Sorting CPAN

barbie on 2008-11-19T12:46:33

One of the problems with the CPAN Testers website resources, is that where an author listing of distributions, or the list of versions for a distribution, is required, a lot of backend trawling is done. This is due to the current backends having to refer to 3 sources to get those lists. Even then the resulting lists aren't quite correct, as the version sorting can be slightly weird when you have to take into account every author has slightly different perception of versioning. Sort::Versions goes a long way, but it isn't 100% accurate. The only really accurate way of sorting is on the release date of a distribution, which until now hasn't existed in a single form.

For a couple of months now, CPAN Testers has had it's own BACKPAN and CPAN mirrors. Of the 3 sources these are represented by Parse::BACKPAN::Packages and Parse::CPAN::Distributions. and the 2 index files they use. These can take a long time to parse, and as they don't parse and return any release date for distributions and their version, using Sort::Versions is a reasonable alternative. However, there is a third source and that is the CPAN Uploads that are announced by PAUSE. Due to the time lag of the mirrors, very often a release can be made and not be available to CPAN for several hours, so while no CPAN Testers reports might exist, it's still important to know the latest version.

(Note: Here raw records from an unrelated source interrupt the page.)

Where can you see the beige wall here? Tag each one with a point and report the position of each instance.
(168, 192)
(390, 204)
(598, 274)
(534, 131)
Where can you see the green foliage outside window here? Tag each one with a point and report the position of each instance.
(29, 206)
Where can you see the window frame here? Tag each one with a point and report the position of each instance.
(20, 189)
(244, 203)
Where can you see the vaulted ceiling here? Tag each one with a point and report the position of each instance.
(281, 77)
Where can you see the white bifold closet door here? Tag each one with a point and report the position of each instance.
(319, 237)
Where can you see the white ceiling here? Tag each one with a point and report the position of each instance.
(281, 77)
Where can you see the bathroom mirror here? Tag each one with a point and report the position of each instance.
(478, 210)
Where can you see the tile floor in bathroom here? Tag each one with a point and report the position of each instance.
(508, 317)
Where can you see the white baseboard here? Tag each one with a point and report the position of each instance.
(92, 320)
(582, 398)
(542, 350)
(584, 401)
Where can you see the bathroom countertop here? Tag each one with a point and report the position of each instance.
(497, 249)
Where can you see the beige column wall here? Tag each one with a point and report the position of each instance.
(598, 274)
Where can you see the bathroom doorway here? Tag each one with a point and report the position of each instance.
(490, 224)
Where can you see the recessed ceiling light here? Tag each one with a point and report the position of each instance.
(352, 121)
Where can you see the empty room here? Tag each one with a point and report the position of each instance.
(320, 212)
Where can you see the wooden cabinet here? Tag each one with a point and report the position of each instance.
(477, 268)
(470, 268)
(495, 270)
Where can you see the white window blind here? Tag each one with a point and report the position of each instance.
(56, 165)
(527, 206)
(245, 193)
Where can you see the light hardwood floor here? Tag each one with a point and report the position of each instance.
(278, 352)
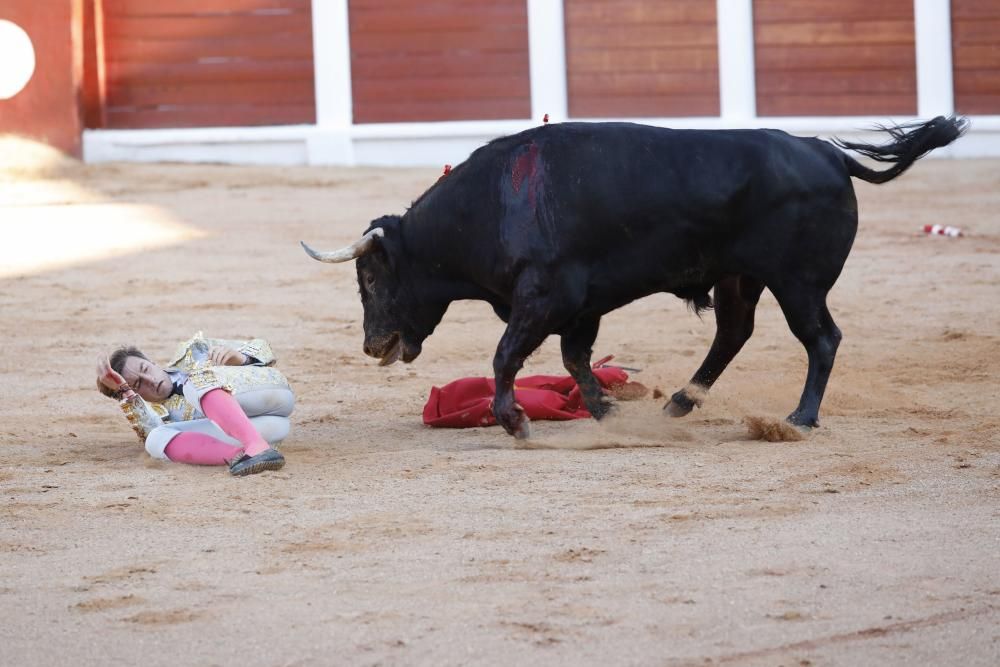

Previously the last source is the only one that contained any release date information, which prompted me to think about doing it for the other sources. Surprisingly quickly, using the local CPAN Testers copies of BACKPAN and CPAN, I was able to build a basic database of upload data, and tag each with 'backpan', 'cpan' or 'upload', to indicate in what state the release was currently at. Queries now take fractions of seconds instead of several seconds. But, and perhaps more importantly, the sorting of distributions actually makes more sense!

The new database is being integrated into the backend code at the moment, but for those that might wish to have this information available for their own uses, the complete database is publicly available at the following locations:

These will now be updated daily, and once everything else is in place will eventually updated hourly.


404

LaPerla on 2008-11-20T03:46:29

Very nice idea, thanks!

And could you check the URL again, it gives me a 404?

Re:404

barbie on 2008-11-20T08:09:23

Ooops, sorry about that. I'd mistyped the directory name on the server :( Thanks for letting me know :)